Posted by jonathanfryer on Sunday, 15th May, 2016

INtogether NewhamAcross Britain yesterday, hundreds of local Liberal Democrat parties organised street stalls promoting a Remain vote in the Euro-Referendum. I briefly manned the one outside Stratford Station in Newham and although inevitably many people rushed past without stopping, anxious to catch their train or to do their Saturday shopping, it was encouraging just how many people did engage, voluntarily approaching the stall (where we had about 10 activists from across the capital) to take literature and ask questions. Newham is an ethnically very diverse area, but there was just as much interest among Asian and Afro-Caribbean passers-by as among the whites. What was very striking, though, was the difference of attitude according to age. Many older white women in particular said “I’m voting OUT!”, whereas younger people were almost all in favour of Remain.

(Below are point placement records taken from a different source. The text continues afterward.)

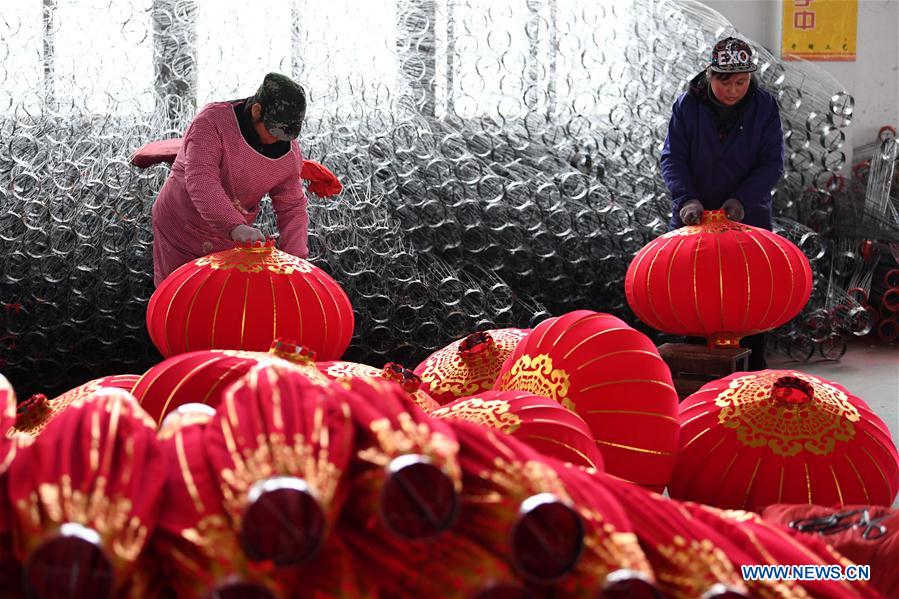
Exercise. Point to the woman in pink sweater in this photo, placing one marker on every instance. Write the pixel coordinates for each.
(233, 154)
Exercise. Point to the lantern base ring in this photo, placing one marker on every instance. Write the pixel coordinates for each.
(723, 340)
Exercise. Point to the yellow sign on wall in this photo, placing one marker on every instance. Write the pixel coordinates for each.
(819, 29)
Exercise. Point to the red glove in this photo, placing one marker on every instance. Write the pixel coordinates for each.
(163, 150)
(321, 181)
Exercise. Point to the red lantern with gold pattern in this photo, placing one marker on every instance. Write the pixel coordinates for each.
(781, 436)
(86, 497)
(721, 280)
(612, 561)
(689, 558)
(202, 376)
(245, 298)
(538, 421)
(406, 476)
(36, 412)
(515, 504)
(468, 366)
(613, 378)
(408, 380)
(864, 534)
(766, 543)
(279, 445)
(196, 542)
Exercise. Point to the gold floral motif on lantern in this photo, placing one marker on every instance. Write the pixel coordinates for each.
(787, 429)
(695, 566)
(450, 372)
(256, 260)
(490, 412)
(124, 534)
(536, 375)
(339, 369)
(276, 455)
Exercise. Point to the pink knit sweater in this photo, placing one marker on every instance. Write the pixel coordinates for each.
(215, 171)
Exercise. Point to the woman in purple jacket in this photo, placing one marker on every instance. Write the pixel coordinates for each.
(725, 149)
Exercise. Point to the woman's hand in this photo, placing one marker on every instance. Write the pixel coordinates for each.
(245, 233)
(733, 208)
(690, 212)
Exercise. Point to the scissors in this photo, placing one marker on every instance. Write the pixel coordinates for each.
(834, 523)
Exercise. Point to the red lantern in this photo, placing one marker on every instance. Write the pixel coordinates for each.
(782, 436)
(196, 542)
(865, 534)
(410, 382)
(202, 376)
(279, 445)
(765, 543)
(721, 280)
(538, 421)
(612, 559)
(613, 378)
(7, 419)
(468, 366)
(36, 412)
(515, 503)
(85, 497)
(245, 298)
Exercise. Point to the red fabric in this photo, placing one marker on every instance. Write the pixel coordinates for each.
(850, 535)
(611, 543)
(275, 422)
(390, 429)
(7, 420)
(320, 180)
(162, 150)
(450, 565)
(201, 377)
(740, 447)
(335, 369)
(538, 421)
(687, 556)
(245, 298)
(719, 279)
(196, 542)
(36, 415)
(767, 543)
(613, 377)
(98, 464)
(450, 373)
(499, 474)
(388, 426)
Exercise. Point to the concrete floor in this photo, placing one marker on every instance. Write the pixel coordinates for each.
(868, 371)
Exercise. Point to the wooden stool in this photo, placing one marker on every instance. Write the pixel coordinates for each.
(692, 365)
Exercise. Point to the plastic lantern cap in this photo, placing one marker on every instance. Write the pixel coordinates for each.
(283, 523)
(722, 591)
(70, 565)
(240, 589)
(628, 584)
(547, 538)
(418, 499)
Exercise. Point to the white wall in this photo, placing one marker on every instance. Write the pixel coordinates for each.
(873, 79)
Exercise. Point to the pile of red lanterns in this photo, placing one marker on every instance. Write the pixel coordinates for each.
(254, 462)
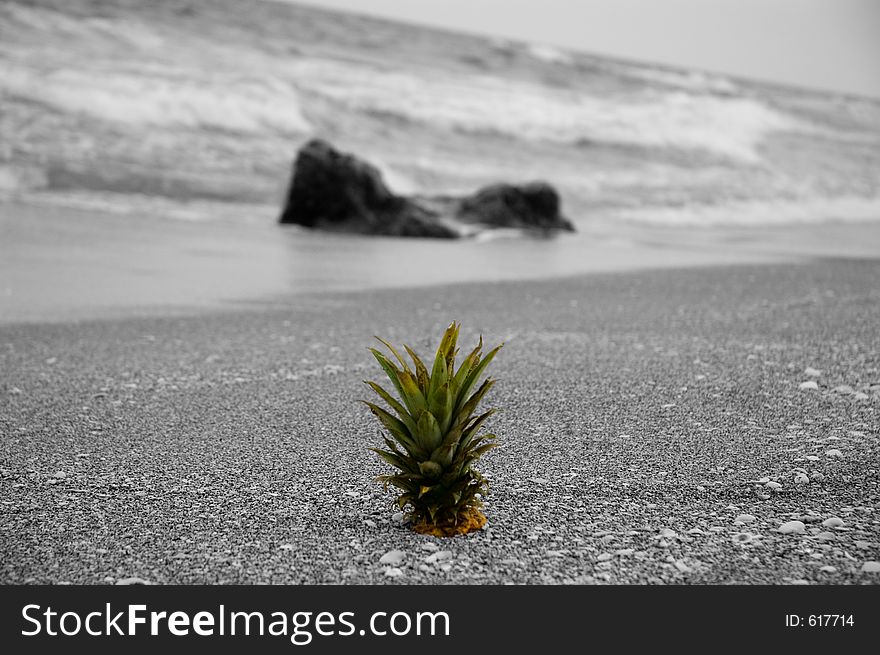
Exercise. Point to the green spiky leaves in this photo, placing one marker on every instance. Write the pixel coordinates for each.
(432, 429)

The keenest of all were 15- and 16-year-olds, not least black girls, though of course they cannot vote. If Mr Cameron had thought about things more deeply he should have tried to get the franchise reduced to 16, as happened in Scotland’s independence referendum. After all, it is the young people whose future will be most affected by the decision to stay or go. Moreover, older people tend to vote more regularly than the young, that could skew the result. Doubtless that is what UKIP and Tory Outers like Boris Johnson and Michael Gove hope. Nonetheless, I feel that a narrow vote in favour of Remain is the most likely outcome, especially now that the Governor of the Bank of England and other authoritative non-politicians are weighing into the argument. Depressingly, the Brexit camp is still putting out lies, the two most common being that Britain pays £350 million into the EU every week and that the accounts of the Union have never been approved. That’s why it is so important to be out in the streets and knocking on doors putting the INtogether case.